On 21 September 1820, Conyngham purchased a cornetcy in the 22nd Light Dragoons, but this appointment did not take place, and he was replaced by his brother Lord Albert Conyngham, after he was appointed, without purchase, to be cornet and sub-lieutenant in the 2nd Regiment of Life Guards on 23 April 1821. He purchased a lieutenancy in the 9th Light Dragoons on 24 October 1821, and on 13 December, he exchanged from the half-pay of the 9th Light Dragoons into the 1st Regiment of Life Guards. He exchanged again, into the 17th Light Dragoons, on 3 April 1823, and purchased an unattached captaincy on 12 June 1823. Mount Charles, as he then was, entered the Ceylon Regiment, and purchased an unattached majority on 2 October 1827. He became a Major-General in 1858, a Lieutenant-General in 1866 and a full General in 1874.

Conyngham was an absentee landlord in control of some territories in Ireland; particularly in County Donegal (covering Glenties, Arranmore and most of the barony of Boylagh) in Ulster. He showed little interest in these estates he claimed there.
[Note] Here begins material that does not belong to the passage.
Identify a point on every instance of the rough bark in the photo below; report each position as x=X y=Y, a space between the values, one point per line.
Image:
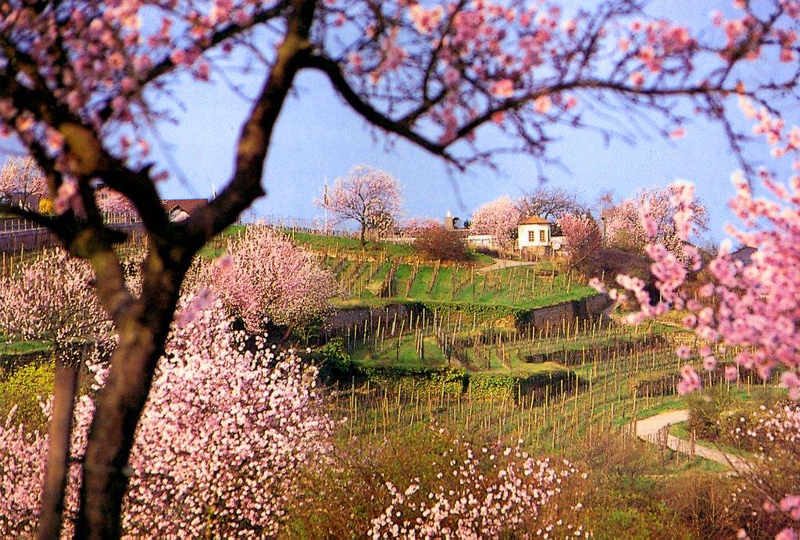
x=57 y=467
x=143 y=324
According to Thomas Campbell Foster in an 1845 report for The Times of London newspaper, entitled "Commissioner to report on the condition of the people of Ireland", he had visited the area once in his life for a few days. Conyngham instead hired John Benbow, an English MP, as his chief managing agent, who visited once a year and sub-agents collected rent from tenants each half a year. Foster's report described these estates as such "from one end of his large estate here to the other, nothing is to be found but poverty, misery, wretched cultivation, and infinite subdivision of land."
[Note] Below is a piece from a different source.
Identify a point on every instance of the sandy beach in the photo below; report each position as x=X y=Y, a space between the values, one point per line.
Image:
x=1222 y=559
As the poverty was particularly severe on Conyngham's estates, the Great Hunger of 1845–52 was miserable for his tenants. They had been surviving on a diet of potatoes and water, due to the constantly raising rent levels and those in Arranmore lived on seaweed part of the year. Including all of County Donegal, not just territories controlled by Conyngham, around 13,000 Irish people died as a consequence of the Hunger from 1845 to 1850 and many more emigrated. Conyngham sold Arranmore in 1847.

Prior to the introduction of postage stamps in 1840, Members of Parliament and the House of Lords were allowed the use of a free postal service in which to conduct their Parliamentary business. A 'Free Front' is the address piece only which has been cut from a postal entire cover, and which was usually signed by the politician or peer of the realm. Although not stamped a 'Free' this front has been signed.